I did not control for the quality of opponent in sleeved vs. non-sleeve games. It is my assumption that for Boston and Orlando, the difference is negligible. Golden State, on the other hand, was served up a most remarkable collection of patsies for its Saturday home games. Not once did the Warriors play a 2014/15 playoff team, and they actually played the Timberwolves twice.

My assumption with respect to Golden State’s below-average competition in sleeve games is that, if anything, it causes the effect of the sleeves to be understated. As supporting examples, the best two point field goal percentage Boston recorded in a sleeve game was against Philadelphia, and Orlando’s second best sleeve game field goal percentage also came against Philadelphia.
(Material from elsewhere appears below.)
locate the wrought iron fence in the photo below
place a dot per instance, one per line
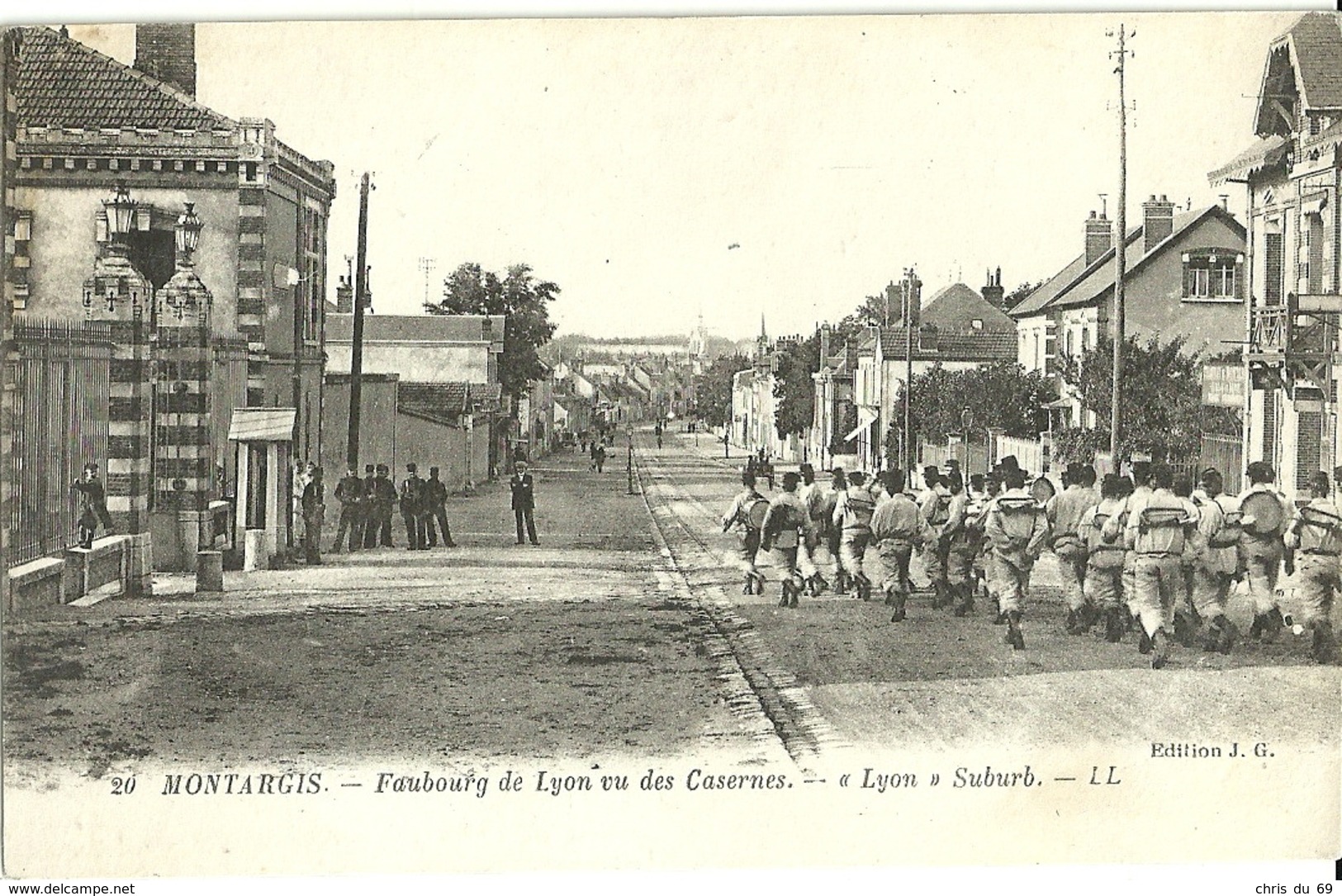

For Boston, I did not control for the rather incredible variation in personnel between games. My assumption, since the sleeves appear to affect players differently is that a high variability of personnel would mute, rather than amplify, the effect.

Only home games were analyzed, in order to eliminate any noise from a discrepancy between home/away field goal percentage. However, by analyzing only home games, there were occasions when the games in the control were some distance in time away from the sleeve games when Boston and Golden State games were analyzed.

A larger sample size could have been obtained by analyzing all home games for each team, but due to the significant changes in Boston’s roster during 2014/15, it did not seem wise to include full season statistics, given the fact that only one of the five sleeve games analyzed was played after the trade deadline. Golden State’s sample size was limited to provide a valid comparison to Boston’s.

Anyway, if you’re still with me, I’ve got the data all piled up in an Excel spreadsheet. If you’d like to have it, contact me via twitter, and I’ll get it to you. If you’re with 538, no, I don’t want to work for you. I don’t like your site or your philosophy of abusing formulas to make ridiculous claims. If you get the data and have the time to spend controlling for all sorts of things (like the opponents’ defensive rating, etc.), knock yourself out. I’ve already spent probably ten hours on this and I’ll stand by the validity of that effort, as limited by the caveats above.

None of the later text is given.